---
jupytext:
  notebook_metadata_filter: myst
  text_representation:
    extension: .md
    format_name: myst
    format_version: 0.13
    jupytext_version: 1.15.1
kernelspec:
  display_name: Python 3 (ipykernel)
  language: python
  name: python3
myst:
  html_meta:
    description lang=en: JupySQL's developer guide
    keywords: jupyter, sql, jupysql
    property=og:locale: en_US
---

# Developer guide

Before continuing, ensure you have a [working development environment locally](https://ploomber-contributing.readthedocs.io/en/latest/contributing/setup.html) or on [github codespaces](https://github.com/features/codespaces).

## Github Codespace

Github Codespaces allow you to spin up a fully configured dev environment in the cloud in a few minutes. Github provides 60 hours a month of free usage (for a 2-core codespace). While codespaces will automatically pauze after 30 min of idle time, it's a good idea to shut your codespace down entirely via [the management dashboard](https://github.com/codespaces) and to [setup spending limits](https://github.com/settings/billing/spending_limit) to avoid unexpected charges.

![JupySQL github codespace](../static/github-codespace.png)
You can launch a new github codespace from the green "Code" button on [the JupySQL github repository](https://github.com/ploomber/jupysql). 

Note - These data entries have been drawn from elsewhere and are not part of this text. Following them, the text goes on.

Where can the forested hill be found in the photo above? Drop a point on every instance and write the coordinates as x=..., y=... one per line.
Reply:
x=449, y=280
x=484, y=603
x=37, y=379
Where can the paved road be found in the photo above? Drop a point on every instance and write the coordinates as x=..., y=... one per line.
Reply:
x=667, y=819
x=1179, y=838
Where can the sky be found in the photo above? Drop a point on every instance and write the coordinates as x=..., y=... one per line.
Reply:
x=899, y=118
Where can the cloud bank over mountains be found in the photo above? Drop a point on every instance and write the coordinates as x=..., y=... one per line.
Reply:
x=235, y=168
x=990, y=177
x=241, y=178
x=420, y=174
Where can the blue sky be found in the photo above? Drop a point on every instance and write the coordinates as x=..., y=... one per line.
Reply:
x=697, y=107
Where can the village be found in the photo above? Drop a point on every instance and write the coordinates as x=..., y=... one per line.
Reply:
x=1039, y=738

Note that setup will take a few minutes to finish after the codespace becomes available (wait for the **postCreateCommand** step to finish).
![JupySQL github codespace](../static/github-codespace-setup.png)

After the codespace has finished setting up, you can run `conda activate jupysql` to activate the JupySQL Conda environment.

+++

## The basics

JupySQL is a Python library that allows users to run SQL queries (among other things) in IPython and Jupyter via a `%sql`/`%%sql` [magic](https://ipython.readthedocs.io/en/stable/interactive/magics.html):

```{code-cell} ipython3
%load_ext sql
```

```{code-cell} ipython3
%sql duckdb://
```

```{code-cell} ipython3
%sql SELECT 42
```

However, there is also a Python API. For example, users can create plots using the `ggplot` module:

```{code-cell} ipython3
from sql.ggplot import ggplot  # noqa
```

So depending on which API is called, the behavior differs. Most notably, when using `%sql`/`%%sql` and other magics, Python tracebacks are hidden, since they're not relevant to the user. For example, if a user tries to query a non-existent table, we won't show the Python traceback:

```{code-cell} ipython3
:tags: [raises-exception]

%sql SELECT * FROM not_a_table
```

On the other hand, if they're using the Python API, we'll show a full traceback.

+++

## Displaying messages

```{important}
Use the `sql.display` module instead of `print` for showing feedback to the user.
```

You can use `message` (contextual information) and `message_success` (successful operations) to show feedback to the user. Here's an example:

```{code-cell} ipython3
from sql.display import message, message_success
```

```{code-cell} ipython3
message("Some information")
```

```{code-cell} ipython3
message_success("Some operation finished successfully!")
```

You can use `message_html` to embed a link in a message and point users to certain sections in our docs. Here's an example:

```{code-cell} ipython3
from sql.display import message_html, Link
```

```{code-cell} ipython3
message_html(["Go to our", Link("home", "https://ploomber.io"), "page"])
```

`message_html` will detect the running environment and display `Go to our home (https://ploomber.io) page` message instead if feedback is shown through a terminal.

+++

## Throwing errors

When writing Python libraries, we often throw errors (and display error tracebacks) to let users know that something went wrong. However, JupySQL is an abstraction for executing SQL queries; hence, Python tracebacks a useless to end-users since they expose JupySQL's internals.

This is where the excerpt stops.